At 6 o'clock in the evening in any foreign city one is generally thoroughly footsore and tired of oneself. The cafés of France are then a godsend, as are the pubs of England and the cafés of Berlin's Kurf√ºrstendamm. New York's numerous bars are not nearly so attractive, but at least they are ports in the storm of loneliness. The theater and cinema in London are great refuges. Paris for an American is not so valuable unless his ear for French is well-nigh faultless. French performances all sound to a foreign ear like Corneille or Racine except when they are tout nu.
Sports are the great anodyne for the traveler. I have watched with pleasure tennis at Wimbledon, horse racing at Epsom, Ascot, Goodwood and Sandown, as well as at Longchamp, Chantilly, Saint-Cloud and Maisons-Laffitte. I have been appropriately stirred and horrified by bullfights in Seville and Figueras. I even lost 30 rubles the day after May Day in 1930 at Moscow's harness track.
The worst baseball game I ever saw was in 1924 on a cricket field outside London between two traveling American conglomerate teams. The English did not seem to understand the game any more than we do cricket. Sitting near me was a man who once saw a game in Shanghai between Japanese and Chinese. He was trying unsuccessfully to explain it to a man who knew only cricket and soccer.
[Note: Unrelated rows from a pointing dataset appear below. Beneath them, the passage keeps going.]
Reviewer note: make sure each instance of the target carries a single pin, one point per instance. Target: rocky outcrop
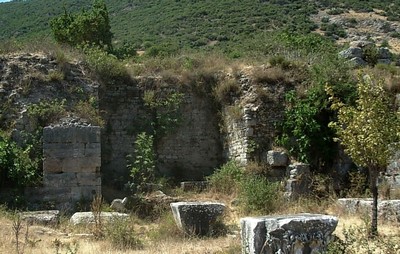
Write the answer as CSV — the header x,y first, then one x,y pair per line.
x,y
197,218
299,233
49,217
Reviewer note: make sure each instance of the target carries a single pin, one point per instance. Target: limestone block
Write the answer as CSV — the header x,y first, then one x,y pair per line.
x,y
85,192
298,170
65,150
119,204
298,233
196,218
68,134
60,165
50,217
88,217
277,159
60,180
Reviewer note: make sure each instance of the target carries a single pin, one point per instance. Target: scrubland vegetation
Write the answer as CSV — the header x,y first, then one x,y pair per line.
x,y
272,46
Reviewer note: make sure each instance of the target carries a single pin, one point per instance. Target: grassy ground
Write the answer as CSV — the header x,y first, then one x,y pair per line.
x,y
162,236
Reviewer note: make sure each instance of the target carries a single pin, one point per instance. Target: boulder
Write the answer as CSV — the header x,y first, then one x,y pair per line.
x,y
197,218
298,233
88,217
277,159
49,217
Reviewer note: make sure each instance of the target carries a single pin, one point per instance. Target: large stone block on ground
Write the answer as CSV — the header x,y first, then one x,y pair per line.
x,y
50,217
197,218
88,217
298,233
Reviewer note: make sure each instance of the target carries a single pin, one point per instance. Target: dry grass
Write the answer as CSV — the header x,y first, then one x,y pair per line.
x,y
168,240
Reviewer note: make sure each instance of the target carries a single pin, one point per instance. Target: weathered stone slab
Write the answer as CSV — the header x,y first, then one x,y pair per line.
x,y
50,217
88,217
387,209
71,164
277,159
196,218
66,134
299,233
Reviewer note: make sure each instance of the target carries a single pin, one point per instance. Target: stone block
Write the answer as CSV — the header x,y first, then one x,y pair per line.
x,y
84,192
88,217
298,170
196,218
62,165
298,233
277,159
88,179
68,134
50,217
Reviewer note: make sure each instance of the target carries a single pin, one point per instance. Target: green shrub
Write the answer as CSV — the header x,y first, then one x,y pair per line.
x,y
17,169
47,112
121,234
105,65
227,178
258,195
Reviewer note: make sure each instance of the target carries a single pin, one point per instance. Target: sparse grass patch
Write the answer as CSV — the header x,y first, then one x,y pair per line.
x,y
88,111
227,178
273,75
226,91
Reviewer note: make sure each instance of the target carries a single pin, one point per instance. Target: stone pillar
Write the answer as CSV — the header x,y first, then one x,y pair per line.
x,y
299,233
71,164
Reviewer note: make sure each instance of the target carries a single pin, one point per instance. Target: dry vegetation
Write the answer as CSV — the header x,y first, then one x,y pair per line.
x,y
162,236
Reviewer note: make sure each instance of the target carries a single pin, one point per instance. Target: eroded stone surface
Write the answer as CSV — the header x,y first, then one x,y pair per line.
x,y
88,217
299,233
50,217
196,218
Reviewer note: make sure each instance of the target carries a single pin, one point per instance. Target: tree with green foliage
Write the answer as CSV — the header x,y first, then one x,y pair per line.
x,y
87,27
369,132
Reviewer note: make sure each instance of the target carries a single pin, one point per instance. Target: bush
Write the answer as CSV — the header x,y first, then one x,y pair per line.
x,y
121,234
257,194
105,65
226,179
16,167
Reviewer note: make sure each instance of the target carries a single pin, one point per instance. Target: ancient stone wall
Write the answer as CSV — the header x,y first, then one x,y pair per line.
x,y
193,149
71,165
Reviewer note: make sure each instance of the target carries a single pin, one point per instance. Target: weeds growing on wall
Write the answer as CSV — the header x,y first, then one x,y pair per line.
x,y
17,168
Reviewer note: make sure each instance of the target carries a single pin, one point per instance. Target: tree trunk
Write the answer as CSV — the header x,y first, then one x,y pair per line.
x,y
373,174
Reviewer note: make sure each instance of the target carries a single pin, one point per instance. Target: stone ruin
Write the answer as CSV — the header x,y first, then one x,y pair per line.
x,y
298,233
71,165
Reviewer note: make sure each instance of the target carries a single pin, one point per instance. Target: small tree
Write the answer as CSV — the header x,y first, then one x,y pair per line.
x,y
369,132
88,27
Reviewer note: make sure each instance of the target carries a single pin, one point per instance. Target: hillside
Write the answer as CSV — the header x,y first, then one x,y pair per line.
x,y
185,23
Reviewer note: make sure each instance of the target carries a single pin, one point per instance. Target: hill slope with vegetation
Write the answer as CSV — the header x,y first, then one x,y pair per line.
x,y
184,23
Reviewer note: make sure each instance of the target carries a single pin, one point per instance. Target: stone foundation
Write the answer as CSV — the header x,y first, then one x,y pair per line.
x,y
299,233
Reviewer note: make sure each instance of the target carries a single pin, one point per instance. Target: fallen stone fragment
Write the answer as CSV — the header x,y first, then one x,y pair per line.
x,y
197,218
298,233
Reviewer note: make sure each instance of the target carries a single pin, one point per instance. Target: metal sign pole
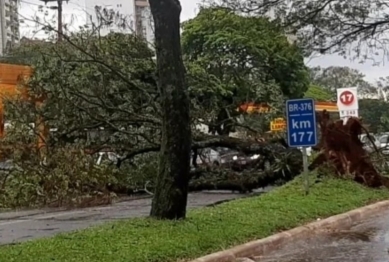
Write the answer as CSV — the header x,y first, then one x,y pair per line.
x,y
306,171
301,127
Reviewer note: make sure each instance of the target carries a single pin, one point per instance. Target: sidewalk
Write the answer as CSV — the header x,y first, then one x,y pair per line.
x,y
367,241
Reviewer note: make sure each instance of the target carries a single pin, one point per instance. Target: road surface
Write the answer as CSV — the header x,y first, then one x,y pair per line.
x,y
365,242
27,225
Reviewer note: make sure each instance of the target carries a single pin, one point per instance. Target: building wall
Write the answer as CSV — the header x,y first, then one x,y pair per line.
x,y
9,24
129,16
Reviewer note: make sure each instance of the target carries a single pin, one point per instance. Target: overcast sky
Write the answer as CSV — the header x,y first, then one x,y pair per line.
x,y
75,13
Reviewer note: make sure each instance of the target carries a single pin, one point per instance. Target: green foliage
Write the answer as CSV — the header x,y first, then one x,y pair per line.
x,y
334,77
233,59
31,182
374,113
355,29
206,230
98,91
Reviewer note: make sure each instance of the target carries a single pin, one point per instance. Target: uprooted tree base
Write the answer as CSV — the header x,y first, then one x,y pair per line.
x,y
341,147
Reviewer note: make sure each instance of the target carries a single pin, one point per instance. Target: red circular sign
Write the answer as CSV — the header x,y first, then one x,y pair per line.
x,y
346,98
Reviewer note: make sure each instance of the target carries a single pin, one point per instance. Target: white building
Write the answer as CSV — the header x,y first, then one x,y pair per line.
x,y
126,16
9,24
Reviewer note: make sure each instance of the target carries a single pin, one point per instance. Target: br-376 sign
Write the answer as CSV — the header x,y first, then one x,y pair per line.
x,y
301,122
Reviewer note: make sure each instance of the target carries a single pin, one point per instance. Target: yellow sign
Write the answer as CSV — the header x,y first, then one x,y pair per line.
x,y
278,124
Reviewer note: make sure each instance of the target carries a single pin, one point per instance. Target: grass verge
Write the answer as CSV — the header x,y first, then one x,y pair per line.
x,y
206,230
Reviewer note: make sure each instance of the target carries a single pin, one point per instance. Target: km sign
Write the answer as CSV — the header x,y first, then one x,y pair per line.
x,y
301,122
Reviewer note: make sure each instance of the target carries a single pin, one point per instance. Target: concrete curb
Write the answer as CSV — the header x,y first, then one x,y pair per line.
x,y
263,246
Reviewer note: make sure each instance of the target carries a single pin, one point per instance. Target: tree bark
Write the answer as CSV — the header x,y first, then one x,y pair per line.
x,y
171,192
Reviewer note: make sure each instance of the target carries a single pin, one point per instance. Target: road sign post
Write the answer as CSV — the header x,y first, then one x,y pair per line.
x,y
301,127
347,102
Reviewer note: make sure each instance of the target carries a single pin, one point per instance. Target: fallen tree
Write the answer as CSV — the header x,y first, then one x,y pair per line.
x,y
275,165
341,147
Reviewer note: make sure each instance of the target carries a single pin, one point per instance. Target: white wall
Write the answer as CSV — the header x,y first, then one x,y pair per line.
x,y
124,9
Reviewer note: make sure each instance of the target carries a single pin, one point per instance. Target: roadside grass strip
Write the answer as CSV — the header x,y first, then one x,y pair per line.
x,y
205,231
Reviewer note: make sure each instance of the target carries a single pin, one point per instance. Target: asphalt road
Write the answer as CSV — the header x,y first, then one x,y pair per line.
x,y
365,242
27,225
Books, magazines and newspapers absorb much of the time of the intellectual tourist. I have enjoyed The Brothers Karamazov during a rainy week in Lugano, Bleak House in Madrid, Shakespeare in the West Indies and D. H. Lawrence's Mornings in Mexico in Moscow. Alexander Herzen's memoirs kept me happy in Paris and London in 1924 during a wet winter. Mark Twain was a great help one summer in Shanghai. He was also pertinent. In 1920, when I was there, Shanghai was an amalgam of prickly heat and steam. In Following the Equator Mark Twain noted that the difference between a warm day in Calcutta and a hot one was that on a hot day the brass doorknobs melted in your hand, but on a warm day they were merely mushy.
For some of us, museums are a solace while traveling abroad. At home in New York I rarely find enough time to visit them, but put me down in a foreign city and I make straight for the Tate, the Prado, the Palazzo Vecchio, the Hermitage or the Louvre. The relief of art from aloneness, however, is only temporary and indigestion soon sets in. Taking in a whole museum, especially one of the dimensions of those I have mentioned, is like eating seven first courses, eight entrees and 15 desserts.
I suppose the best antidote for the loneliness of the long-distance traveler is either to take along a wife or find a substitute en route. But that has its hazards. As Walt Kelly, the creator of the comic strip Pogo, once wrote about women: "[they are] a sometime ornament, never to be taken seriously nor on long trips."